Raising the bar - Geoquiz on PRI’s The World
Our most recent story was about how Mumbai, finance and bollywood capital of India, has raised its legal drinking age from 21 to 25. We spoke to the minister of housing who sits on the social justice ministry about it as well as a liquor store owner and a 21-year-old.
You can go to the PRI page and listen (or download for later) and you can also recommend it on FB and tweet it.
“The Indian city on our radar is the capital of the state of Maharashtra. One notable thing about this city is its population of over 12.5 million people. That puts it among the world’s top ten most populated cities.
And while its hot economy ranks this city as the richest in India, it’s not so easy to buy a drink. Local authorities just boosted the legal drinking age to 25 as part of an attempt to battle addiction to drugs and alcohol.”

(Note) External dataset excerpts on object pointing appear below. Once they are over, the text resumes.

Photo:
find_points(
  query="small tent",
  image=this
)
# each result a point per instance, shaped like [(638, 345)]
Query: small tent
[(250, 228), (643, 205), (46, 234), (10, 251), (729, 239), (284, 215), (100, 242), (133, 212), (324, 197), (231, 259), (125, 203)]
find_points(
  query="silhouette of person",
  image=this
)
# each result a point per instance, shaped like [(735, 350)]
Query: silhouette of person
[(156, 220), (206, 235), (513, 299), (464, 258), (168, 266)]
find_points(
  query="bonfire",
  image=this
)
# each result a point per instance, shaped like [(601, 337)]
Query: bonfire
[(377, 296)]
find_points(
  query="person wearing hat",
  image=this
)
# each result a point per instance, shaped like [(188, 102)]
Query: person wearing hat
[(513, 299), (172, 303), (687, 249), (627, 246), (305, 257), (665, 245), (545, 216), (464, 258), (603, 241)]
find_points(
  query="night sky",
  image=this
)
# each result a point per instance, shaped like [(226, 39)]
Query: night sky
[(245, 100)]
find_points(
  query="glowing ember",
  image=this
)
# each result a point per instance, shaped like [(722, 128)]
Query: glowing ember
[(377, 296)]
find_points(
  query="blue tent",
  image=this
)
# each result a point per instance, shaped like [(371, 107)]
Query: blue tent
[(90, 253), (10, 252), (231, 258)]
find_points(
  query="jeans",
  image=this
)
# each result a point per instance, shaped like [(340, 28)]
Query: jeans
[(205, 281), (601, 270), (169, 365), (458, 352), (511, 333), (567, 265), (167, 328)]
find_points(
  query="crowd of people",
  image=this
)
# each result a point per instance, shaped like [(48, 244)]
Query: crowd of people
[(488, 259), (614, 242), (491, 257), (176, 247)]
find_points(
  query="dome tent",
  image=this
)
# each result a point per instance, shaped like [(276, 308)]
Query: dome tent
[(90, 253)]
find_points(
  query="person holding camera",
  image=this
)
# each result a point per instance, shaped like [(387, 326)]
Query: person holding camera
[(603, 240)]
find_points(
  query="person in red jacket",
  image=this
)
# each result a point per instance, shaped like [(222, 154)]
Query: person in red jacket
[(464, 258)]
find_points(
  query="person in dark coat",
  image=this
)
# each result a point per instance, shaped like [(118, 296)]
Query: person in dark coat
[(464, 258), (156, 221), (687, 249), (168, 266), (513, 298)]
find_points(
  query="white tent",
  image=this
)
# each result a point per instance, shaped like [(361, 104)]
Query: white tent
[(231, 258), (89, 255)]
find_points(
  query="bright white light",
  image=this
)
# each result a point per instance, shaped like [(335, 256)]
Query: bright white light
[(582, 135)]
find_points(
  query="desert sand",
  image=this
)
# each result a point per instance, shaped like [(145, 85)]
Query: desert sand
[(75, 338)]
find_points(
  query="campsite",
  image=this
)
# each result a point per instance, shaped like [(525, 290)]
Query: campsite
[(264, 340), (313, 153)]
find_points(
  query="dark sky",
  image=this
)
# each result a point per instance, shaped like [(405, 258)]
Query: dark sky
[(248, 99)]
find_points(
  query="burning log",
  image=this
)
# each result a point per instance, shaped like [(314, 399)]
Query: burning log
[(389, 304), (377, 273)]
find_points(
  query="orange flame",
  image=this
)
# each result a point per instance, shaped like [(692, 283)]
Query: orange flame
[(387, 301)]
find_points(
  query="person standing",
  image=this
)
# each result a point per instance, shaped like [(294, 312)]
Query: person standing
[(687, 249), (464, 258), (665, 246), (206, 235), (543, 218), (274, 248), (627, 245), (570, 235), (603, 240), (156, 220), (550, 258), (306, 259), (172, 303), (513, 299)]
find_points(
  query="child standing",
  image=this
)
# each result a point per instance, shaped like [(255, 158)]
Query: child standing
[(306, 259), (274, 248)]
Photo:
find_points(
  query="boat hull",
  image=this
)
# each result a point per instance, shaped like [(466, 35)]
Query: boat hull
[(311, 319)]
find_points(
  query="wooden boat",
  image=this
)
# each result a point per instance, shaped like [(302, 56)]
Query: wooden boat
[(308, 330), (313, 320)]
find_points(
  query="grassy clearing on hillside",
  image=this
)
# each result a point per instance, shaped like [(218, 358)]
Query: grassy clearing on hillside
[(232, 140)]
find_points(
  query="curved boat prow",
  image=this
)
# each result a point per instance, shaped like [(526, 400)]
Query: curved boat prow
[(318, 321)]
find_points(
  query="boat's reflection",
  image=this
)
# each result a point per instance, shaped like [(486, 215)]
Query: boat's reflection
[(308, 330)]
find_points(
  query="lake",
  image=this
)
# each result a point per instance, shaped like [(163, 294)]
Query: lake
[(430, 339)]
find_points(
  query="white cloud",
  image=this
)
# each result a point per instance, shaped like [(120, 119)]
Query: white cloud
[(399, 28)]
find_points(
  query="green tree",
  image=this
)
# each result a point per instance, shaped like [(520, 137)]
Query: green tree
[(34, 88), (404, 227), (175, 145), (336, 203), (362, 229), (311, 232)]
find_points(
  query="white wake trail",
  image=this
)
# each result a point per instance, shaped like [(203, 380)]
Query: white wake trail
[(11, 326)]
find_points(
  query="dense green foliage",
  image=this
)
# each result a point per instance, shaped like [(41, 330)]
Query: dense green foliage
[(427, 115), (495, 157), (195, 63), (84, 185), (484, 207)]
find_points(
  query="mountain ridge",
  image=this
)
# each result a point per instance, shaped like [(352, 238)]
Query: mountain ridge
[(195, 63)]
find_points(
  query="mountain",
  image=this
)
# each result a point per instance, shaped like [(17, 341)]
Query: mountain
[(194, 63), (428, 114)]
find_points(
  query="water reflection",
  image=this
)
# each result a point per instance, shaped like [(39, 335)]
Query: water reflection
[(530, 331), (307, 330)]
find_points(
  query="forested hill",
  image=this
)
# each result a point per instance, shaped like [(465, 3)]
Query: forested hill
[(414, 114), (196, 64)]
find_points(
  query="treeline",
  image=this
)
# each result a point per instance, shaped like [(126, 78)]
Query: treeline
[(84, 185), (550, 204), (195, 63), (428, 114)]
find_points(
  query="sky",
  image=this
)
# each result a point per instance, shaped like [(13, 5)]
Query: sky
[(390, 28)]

[Originally published here and here.]
[Listen to the podcast here.]
somdeb basu says ... "Interesting to note that in the history of the world across countries, almost nowhere has a government been able to put a true restriction on alcohol by administering a prohibition law / age wise prohibition law. Such laws have always created the mafia & has not only been a breeding ground for the mafia but also have been thickening the pockets of cops, bureaucrats & legislators who are involved. For people who follow religions in which consumption of alcohol is barred, not everyone is a teetotaler. So, even fear of God is not enough to keep people away from alcohol....... its foolish to think that a mere legislation will prevent people from doing so , in a land where breaking the law is so easy …. Just by paying a bit more…………… ……. Unless of course the legislation is really taken seriously by the cops ….. like constant challans have ensured that most people wear helmets & seat belts in Delhi & other metros. On the social aspect, I think it does not really matter if someone drinks alcohol at 21 or 25…… as long as they know what they are doing & as long as they are within limits or are not e.g. driving a car (& risking own & other’s lives) after consumption of alcohol. Constant social & media campaigns may also lead to change . e.g. cigarette consumption among educated youth of today is much lower than it was few decades back when the ill effects of cigarettes were not so well known. Pictures of cancerous mouths on cigarette packets also have been able to keep out a lot of people from smoking…… lot of us do not litter on roads or do not throw plastic on lakes/ponds/rivers after getting educated on the ‘environmental issues’ etc."